Es entonces que golpean a la puerta y al atender la dueña de casa aparece la imagen espectral del futuro inquilino, recortado contra la niebla y con la cara parcialmente cubierta con un echarpe le señala el cartel en la ventana, “alquilo habitación”, la mujer entre un gesto de miedo y sonrisa de cortesía lo deja entrar.
El inquilino finalmente está en el cuarto que ocupará hasta el final de la película. No se conoce su identidad, no se sabe quien es y no se conocen ni su pasado ni sus futuras intenciones, como todo extraño es un intruso, el riesgo es contingente, “los extraños tienden a causar ansiedad precisamente por el hecho de ser extraños, tan tremendamente impredecibles, a diferencia de la gente con la que interactuamos diariamente y de la que creemos saber qué esperar” dice Zygmunt Bauman.
La tensión aumenta al descubrir que el inquilino tiene hábitos nocturnos, sale por las noches con paradero desconocido, hasta que una de sus salidas coincide con un nuevo homicidio, allí se instala la firme sospecha de que el asesino es el inquilino, esto último remite a aquello de “el asesino es el mayordomo”, las analogías son múltiples, en ambos casos su condición social está por debajo de la de los dueños de casa, son intrusos, no pertenecen al núcleo familiar o social, la relación es cordial pero distante.
Finalmente Hitchcock nos tranquiliza haciéndonos saber que el inquilino no es el homicida y por si esto fuera poco tampoco un auténtico inquilino ya que por el contrario es rico y tiene propiedades lujosas como para que sea digno merecedor del amor de la joven hija de los propietarios, hasta ayer sus locadores, hoy sus probables suegros.
“The Lodger” nos deja algunos interrogantes, ¿como tranquilizamos a los propietarios? ¿como les hacemos sentir que su propiedad no esta en riesgo? ¿como asegurarle que no la esta poniendo en manos de extraños de dudosa procedencia? Esa tarea de puesto de frontera entre dos mundos, de peaje, de policía, la cumplen con eficacia y entusiasmo las inmobiliarias, están allí para controlar que no pase cualquiera, que el intruso sea estudiado con esmero, que no sea un otro impredecible, recibos de sueldo en blanco para asegurar la legitimidad de origen de su dinero, títulos de propiedad de amigos o parientes para demostrar que tiene vínculos con el universo de los propietarios, en otras palabras que esta relacionado con la esfera social a la que aspira a pertenecer algún día cuando lo habilite un ilusorio préstamo hipotecario.
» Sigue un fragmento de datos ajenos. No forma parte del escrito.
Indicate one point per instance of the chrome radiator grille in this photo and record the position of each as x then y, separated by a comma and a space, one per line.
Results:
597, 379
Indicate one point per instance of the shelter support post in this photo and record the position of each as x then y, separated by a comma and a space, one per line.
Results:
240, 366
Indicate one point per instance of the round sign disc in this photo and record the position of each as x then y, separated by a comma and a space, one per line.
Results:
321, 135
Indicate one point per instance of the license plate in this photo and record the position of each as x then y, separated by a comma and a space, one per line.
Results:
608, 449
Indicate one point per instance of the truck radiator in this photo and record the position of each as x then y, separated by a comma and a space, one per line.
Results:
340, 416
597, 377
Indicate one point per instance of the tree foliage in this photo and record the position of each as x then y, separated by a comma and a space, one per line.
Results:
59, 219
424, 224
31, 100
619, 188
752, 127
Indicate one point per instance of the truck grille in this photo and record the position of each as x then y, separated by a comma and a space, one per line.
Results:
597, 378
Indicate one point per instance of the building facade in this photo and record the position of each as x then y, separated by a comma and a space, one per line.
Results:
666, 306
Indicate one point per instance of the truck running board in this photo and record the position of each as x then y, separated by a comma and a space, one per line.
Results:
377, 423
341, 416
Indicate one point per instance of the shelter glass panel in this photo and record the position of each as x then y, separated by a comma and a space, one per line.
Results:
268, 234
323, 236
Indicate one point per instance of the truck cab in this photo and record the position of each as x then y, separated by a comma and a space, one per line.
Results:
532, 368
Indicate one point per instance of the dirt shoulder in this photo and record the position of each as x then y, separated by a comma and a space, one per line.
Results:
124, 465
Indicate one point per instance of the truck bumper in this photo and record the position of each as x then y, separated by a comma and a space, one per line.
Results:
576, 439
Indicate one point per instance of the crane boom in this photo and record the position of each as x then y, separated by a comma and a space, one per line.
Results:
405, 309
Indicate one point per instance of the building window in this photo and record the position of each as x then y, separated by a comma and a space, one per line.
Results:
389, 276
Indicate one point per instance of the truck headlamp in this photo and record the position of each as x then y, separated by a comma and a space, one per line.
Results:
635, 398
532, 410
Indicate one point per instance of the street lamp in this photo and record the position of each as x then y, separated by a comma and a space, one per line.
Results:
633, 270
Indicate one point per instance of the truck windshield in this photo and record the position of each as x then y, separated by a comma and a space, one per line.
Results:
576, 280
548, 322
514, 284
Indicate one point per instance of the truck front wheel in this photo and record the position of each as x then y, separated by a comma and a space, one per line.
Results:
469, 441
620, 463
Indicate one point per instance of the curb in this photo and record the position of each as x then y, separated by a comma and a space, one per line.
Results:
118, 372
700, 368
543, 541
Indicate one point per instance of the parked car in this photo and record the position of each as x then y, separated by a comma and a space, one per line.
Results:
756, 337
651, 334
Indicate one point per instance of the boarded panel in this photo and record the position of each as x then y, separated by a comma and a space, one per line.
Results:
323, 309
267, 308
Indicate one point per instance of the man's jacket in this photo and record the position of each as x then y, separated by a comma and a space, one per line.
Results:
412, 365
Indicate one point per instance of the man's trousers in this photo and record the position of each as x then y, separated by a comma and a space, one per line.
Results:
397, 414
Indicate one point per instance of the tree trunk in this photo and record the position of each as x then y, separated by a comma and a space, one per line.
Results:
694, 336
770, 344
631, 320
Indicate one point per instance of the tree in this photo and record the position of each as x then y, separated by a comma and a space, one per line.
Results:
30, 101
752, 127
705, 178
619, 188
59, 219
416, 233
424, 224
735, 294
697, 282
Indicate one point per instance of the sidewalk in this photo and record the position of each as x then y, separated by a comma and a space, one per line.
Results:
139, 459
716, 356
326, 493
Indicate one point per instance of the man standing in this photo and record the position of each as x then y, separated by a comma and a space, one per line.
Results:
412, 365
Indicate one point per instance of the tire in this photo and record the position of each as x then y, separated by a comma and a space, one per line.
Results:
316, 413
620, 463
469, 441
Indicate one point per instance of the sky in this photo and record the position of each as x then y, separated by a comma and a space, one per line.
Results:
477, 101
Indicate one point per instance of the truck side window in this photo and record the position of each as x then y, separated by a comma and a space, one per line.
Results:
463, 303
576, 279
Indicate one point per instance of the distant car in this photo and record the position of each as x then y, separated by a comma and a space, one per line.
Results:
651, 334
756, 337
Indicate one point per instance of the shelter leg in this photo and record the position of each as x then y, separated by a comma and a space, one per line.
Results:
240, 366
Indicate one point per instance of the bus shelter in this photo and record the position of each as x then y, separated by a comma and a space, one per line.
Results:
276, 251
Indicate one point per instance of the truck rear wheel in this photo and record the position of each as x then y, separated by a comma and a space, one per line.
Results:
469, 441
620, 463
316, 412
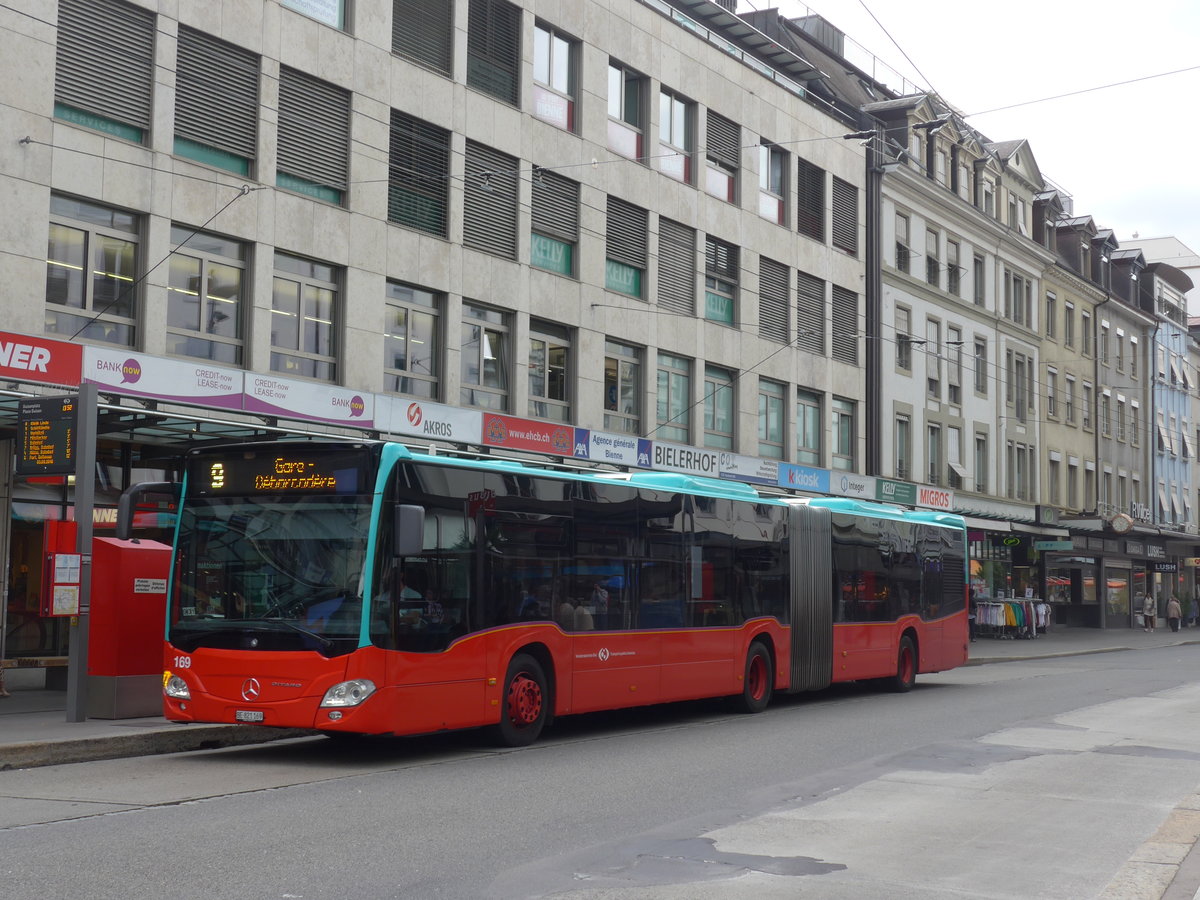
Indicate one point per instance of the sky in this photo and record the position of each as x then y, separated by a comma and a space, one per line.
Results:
1128, 155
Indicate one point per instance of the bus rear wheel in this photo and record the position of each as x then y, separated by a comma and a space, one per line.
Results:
906, 667
526, 702
759, 679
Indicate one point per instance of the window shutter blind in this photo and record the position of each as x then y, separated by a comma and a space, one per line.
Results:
627, 233
216, 94
810, 313
810, 199
724, 139
845, 216
315, 130
677, 268
423, 30
106, 60
556, 207
845, 325
418, 166
490, 202
772, 300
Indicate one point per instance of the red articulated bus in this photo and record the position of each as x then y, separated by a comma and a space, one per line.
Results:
365, 588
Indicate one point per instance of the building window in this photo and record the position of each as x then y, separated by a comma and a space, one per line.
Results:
933, 349
485, 358
676, 136
313, 137
844, 232
673, 415
982, 457
933, 259
934, 454
720, 281
810, 199
953, 270
773, 300
772, 418
625, 249
724, 157
845, 325
490, 202
904, 339
411, 341
418, 174
955, 472
91, 262
305, 317
493, 48
423, 30
904, 249
772, 183
331, 13
550, 357
954, 365
903, 439
719, 408
555, 61
204, 297
627, 117
841, 435
982, 372
677, 268
103, 77
216, 102
555, 217
810, 319
809, 427
622, 388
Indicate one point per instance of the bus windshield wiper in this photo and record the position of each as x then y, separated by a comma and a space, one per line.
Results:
294, 627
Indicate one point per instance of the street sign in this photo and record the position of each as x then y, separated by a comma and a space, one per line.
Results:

El inquilino es un ciudadano en estado de transitoriedad, que habita un espacio inestable tironeado por su sueño de la vivienda propia y el fantasma del desalojo, pero no se reconoce como parte del colectivo de los sin techo, ve como extraños a los que habitan pensiones o conventillos, a los que viven en edificios tomados o simplemente los que duermen en las calles, este es un colectivo al cual no quieren pertenecer porque sus miembros son individuos fantasmales, oscuros, que habitan en la frontera del delito. El pensamiento hegemónico condena a los que no quieren pagar por su vivienda, cuantas veces hemos escuchado a un ocupante de tierras declarar ante los micrófonos de la tele “yo quiero pagar, no quiero que me regalen nada”, sabe que el acto de apropiación tiene condena social, sabe que el dinero todo lo legitima.
El locador en la mayoría de los casos delega en la inmobiliaria el trato con el inquilino como el patrón delega en el capataz el trato con el obrero, no quiere conocerlo, no desea establecer vínculos, no quiere saber de sus necesidades, no lo reconoce como un par, un semejante, porque este pertenece al universo de los sin techo y por lo tanto no le reconoce derechos, no a hecho los méritos suficientes para tener su vivienda propia. El propietario, la inmobiliaria, la administración se constituyen así en autoridad que cuenta con el asentimiento de los inquilinos que aspiran a ser parte de ese entramado autoritario y gozar de sus prerrogativas, porque acceder a la vivienda propia es una manera de escalar socialmente.